En effet, l’Agence nationale de sécurité du médicament (ANSM) a émis , la fin du mois d’avril dernier, une alerte concernant l’utilisation des anti-inflammatoires non stéroïdiens (AINS). Plusieurs cas de complications infectieuses graves, parfois mortelles, ont été signalés chez des adultes et des enfants ayant pris des AINS, sur prescription ou en automédication, en mars 2023. Ces complications peuvent survenir même en cas de prise d’antibiotiques.
L’ANSM explique que l’ibuprofène et le kétoprofène, par exemple, peuvent masquer les symptômes de la fièvre ou de la douleur, ce qui peut entraîner un retard de diagnostic et de prise en charge.

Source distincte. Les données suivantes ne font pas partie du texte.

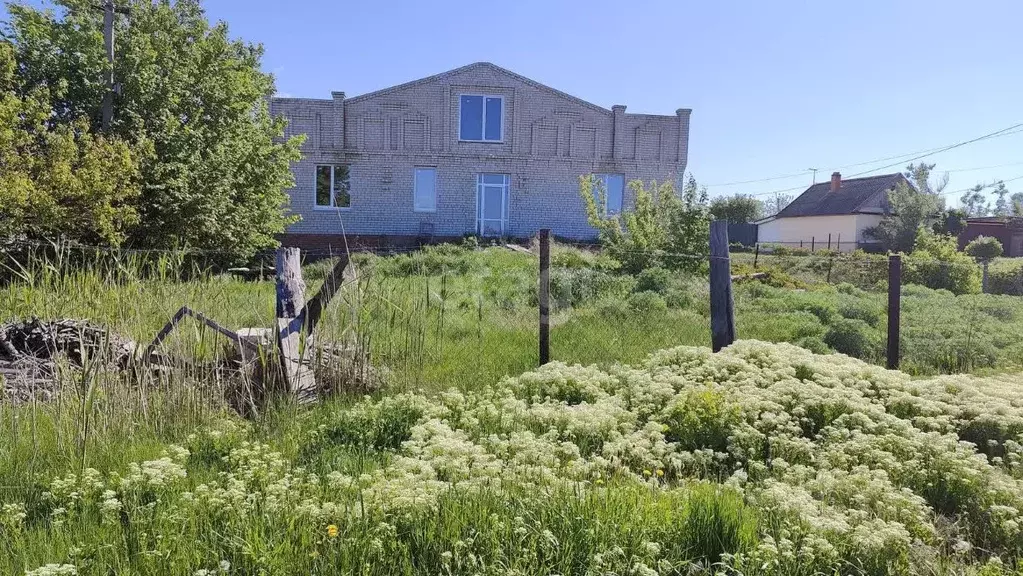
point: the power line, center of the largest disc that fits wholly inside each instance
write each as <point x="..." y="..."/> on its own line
<point x="901" y="159"/>
<point x="1004" y="131"/>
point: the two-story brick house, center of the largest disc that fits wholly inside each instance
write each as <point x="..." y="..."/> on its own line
<point x="474" y="150"/>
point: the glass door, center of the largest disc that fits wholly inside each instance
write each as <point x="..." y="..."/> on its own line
<point x="491" y="204"/>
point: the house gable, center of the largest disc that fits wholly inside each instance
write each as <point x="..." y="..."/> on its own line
<point x="855" y="195"/>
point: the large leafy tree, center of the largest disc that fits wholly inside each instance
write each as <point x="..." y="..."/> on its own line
<point x="56" y="178"/>
<point x="663" y="228"/>
<point x="213" y="163"/>
<point x="912" y="209"/>
<point x="737" y="209"/>
<point x="974" y="202"/>
<point x="1003" y="205"/>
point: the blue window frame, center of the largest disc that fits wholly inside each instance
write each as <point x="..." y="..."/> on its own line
<point x="613" y="186"/>
<point x="481" y="119"/>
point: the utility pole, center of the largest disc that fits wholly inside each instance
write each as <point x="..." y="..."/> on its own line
<point x="112" y="87"/>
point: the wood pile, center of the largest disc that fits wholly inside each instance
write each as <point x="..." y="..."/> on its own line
<point x="29" y="352"/>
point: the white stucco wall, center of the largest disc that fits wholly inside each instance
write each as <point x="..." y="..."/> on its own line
<point x="815" y="229"/>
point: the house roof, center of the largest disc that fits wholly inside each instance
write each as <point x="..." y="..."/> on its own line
<point x="851" y="197"/>
<point x="476" y="65"/>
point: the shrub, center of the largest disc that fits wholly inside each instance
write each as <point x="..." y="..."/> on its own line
<point x="654" y="279"/>
<point x="853" y="338"/>
<point x="937" y="263"/>
<point x="569" y="259"/>
<point x="984" y="249"/>
<point x="575" y="286"/>
<point x="1006" y="277"/>
<point x="677" y="298"/>
<point x="868" y="311"/>
<point x="813" y="344"/>
<point x="646" y="302"/>
<point x="662" y="228"/>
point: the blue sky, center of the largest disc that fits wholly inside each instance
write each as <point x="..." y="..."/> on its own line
<point x="775" y="87"/>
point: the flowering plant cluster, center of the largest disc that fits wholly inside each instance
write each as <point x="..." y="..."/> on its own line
<point x="762" y="459"/>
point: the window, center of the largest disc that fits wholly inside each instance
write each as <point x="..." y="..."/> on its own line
<point x="332" y="188"/>
<point x="425" y="192"/>
<point x="613" y="186"/>
<point x="481" y="119"/>
<point x="491" y="204"/>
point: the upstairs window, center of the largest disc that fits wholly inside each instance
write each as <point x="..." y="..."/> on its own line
<point x="613" y="188"/>
<point x="481" y="119"/>
<point x="425" y="194"/>
<point x="332" y="188"/>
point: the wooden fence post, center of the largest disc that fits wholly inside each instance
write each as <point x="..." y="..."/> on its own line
<point x="894" y="301"/>
<point x="722" y="317"/>
<point x="290" y="312"/>
<point x="544" y="296"/>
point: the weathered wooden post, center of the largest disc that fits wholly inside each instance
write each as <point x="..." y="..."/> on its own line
<point x="894" y="301"/>
<point x="544" y="296"/>
<point x="291" y="312"/>
<point x="722" y="318"/>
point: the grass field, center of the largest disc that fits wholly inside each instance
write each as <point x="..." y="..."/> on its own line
<point x="646" y="458"/>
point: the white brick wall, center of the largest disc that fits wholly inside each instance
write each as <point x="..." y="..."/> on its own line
<point x="550" y="139"/>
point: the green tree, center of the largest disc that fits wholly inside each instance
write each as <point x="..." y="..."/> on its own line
<point x="910" y="211"/>
<point x="937" y="263"/>
<point x="974" y="202"/>
<point x="776" y="204"/>
<point x="1002" y="206"/>
<point x="950" y="222"/>
<point x="737" y="209"/>
<point x="1017" y="204"/>
<point x="213" y="163"/>
<point x="984" y="249"/>
<point x="56" y="178"/>
<point x="663" y="229"/>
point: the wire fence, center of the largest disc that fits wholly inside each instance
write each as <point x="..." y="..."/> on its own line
<point x="465" y="316"/>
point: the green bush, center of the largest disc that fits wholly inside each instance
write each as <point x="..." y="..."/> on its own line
<point x="655" y="279"/>
<point x="678" y="298"/>
<point x="576" y="286"/>
<point x="813" y="344"/>
<point x="1006" y="277"/>
<point x="864" y="310"/>
<point x="854" y="338"/>
<point x="567" y="258"/>
<point x="937" y="263"/>
<point x="984" y="248"/>
<point x="646" y="302"/>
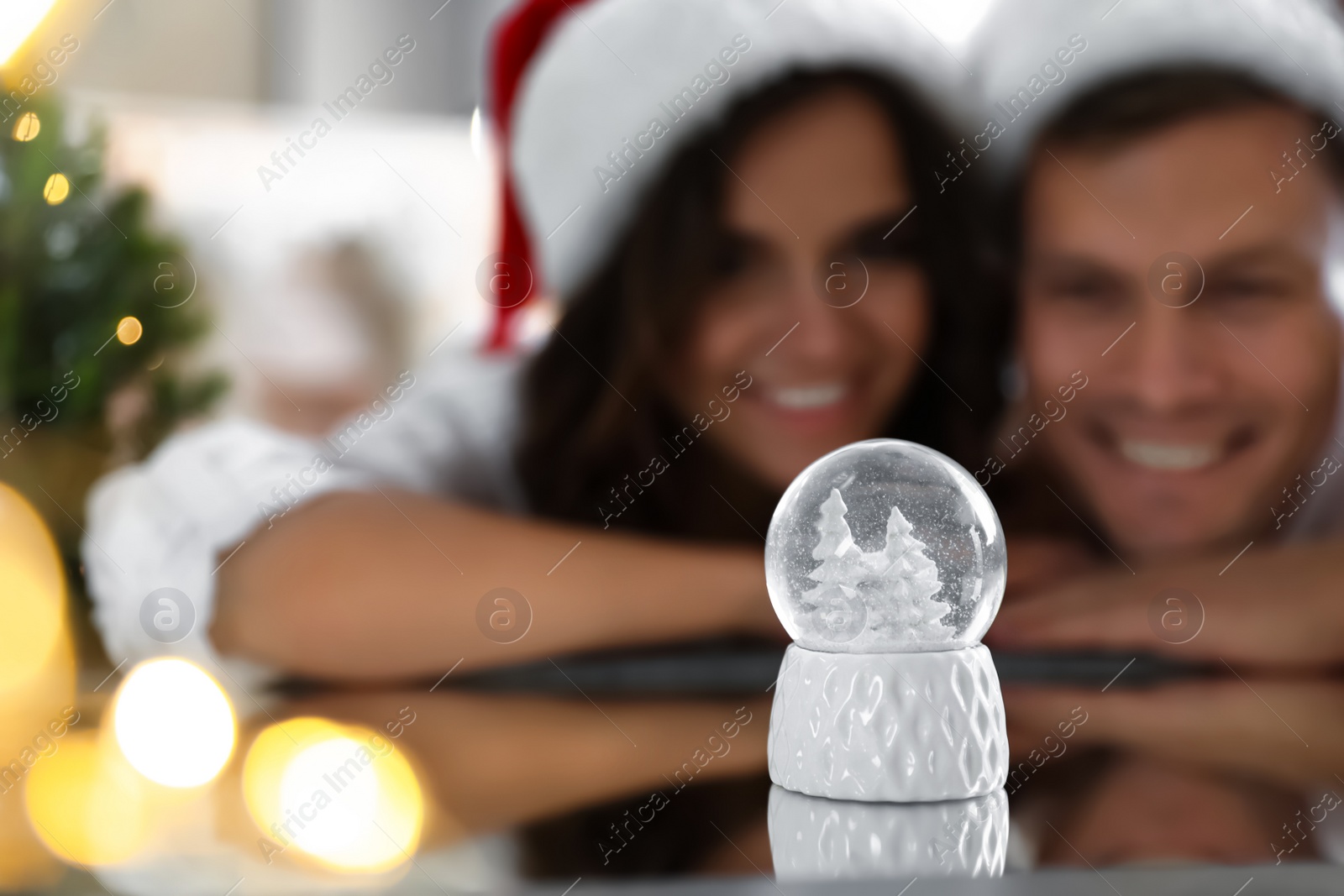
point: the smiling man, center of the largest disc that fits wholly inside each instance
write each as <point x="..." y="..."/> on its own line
<point x="1179" y="223"/>
<point x="1198" y="291"/>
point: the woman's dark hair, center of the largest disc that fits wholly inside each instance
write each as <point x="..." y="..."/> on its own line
<point x="584" y="443"/>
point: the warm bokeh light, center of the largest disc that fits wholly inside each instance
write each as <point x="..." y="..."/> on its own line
<point x="84" y="805"/>
<point x="129" y="331"/>
<point x="340" y="794"/>
<point x="33" y="594"/>
<point x="174" y="723"/>
<point x="27" y="127"/>
<point x="18" y="20"/>
<point x="55" y="190"/>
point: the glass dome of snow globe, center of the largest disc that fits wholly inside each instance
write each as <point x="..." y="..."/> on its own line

Il est donc conseillé, dans le cas d’une infection courante comme une angine, une infection dentaire ou une toux, de privilégier l’utilisation de paracétamol.
L’ANSM recommande également de ne pas combiner différents AINS et de les éviter en cas de varicelle. Si un traitement est nécessaire, il doit être prescrit à la dose la plus faible possible et pour la durée la plus courte possible, soit trois jours en cas de fièvre et cinq jours en cas de douleurs.
Pour les enfants, si la température ne dépasse pas 38,5°C, il n’est pas nécessaire de leur donner un médicament contre la fièvre. Des gestes simples, tels que leur enlever des couches de vêtements, les installer dans une pièce fraîche et aérée, et leur donner régulièrement à boire, peuvent aider à soulager leurs symptômes. L’ANSM rappelle l’importance de suivre ces recommandations pour éviter toute complication.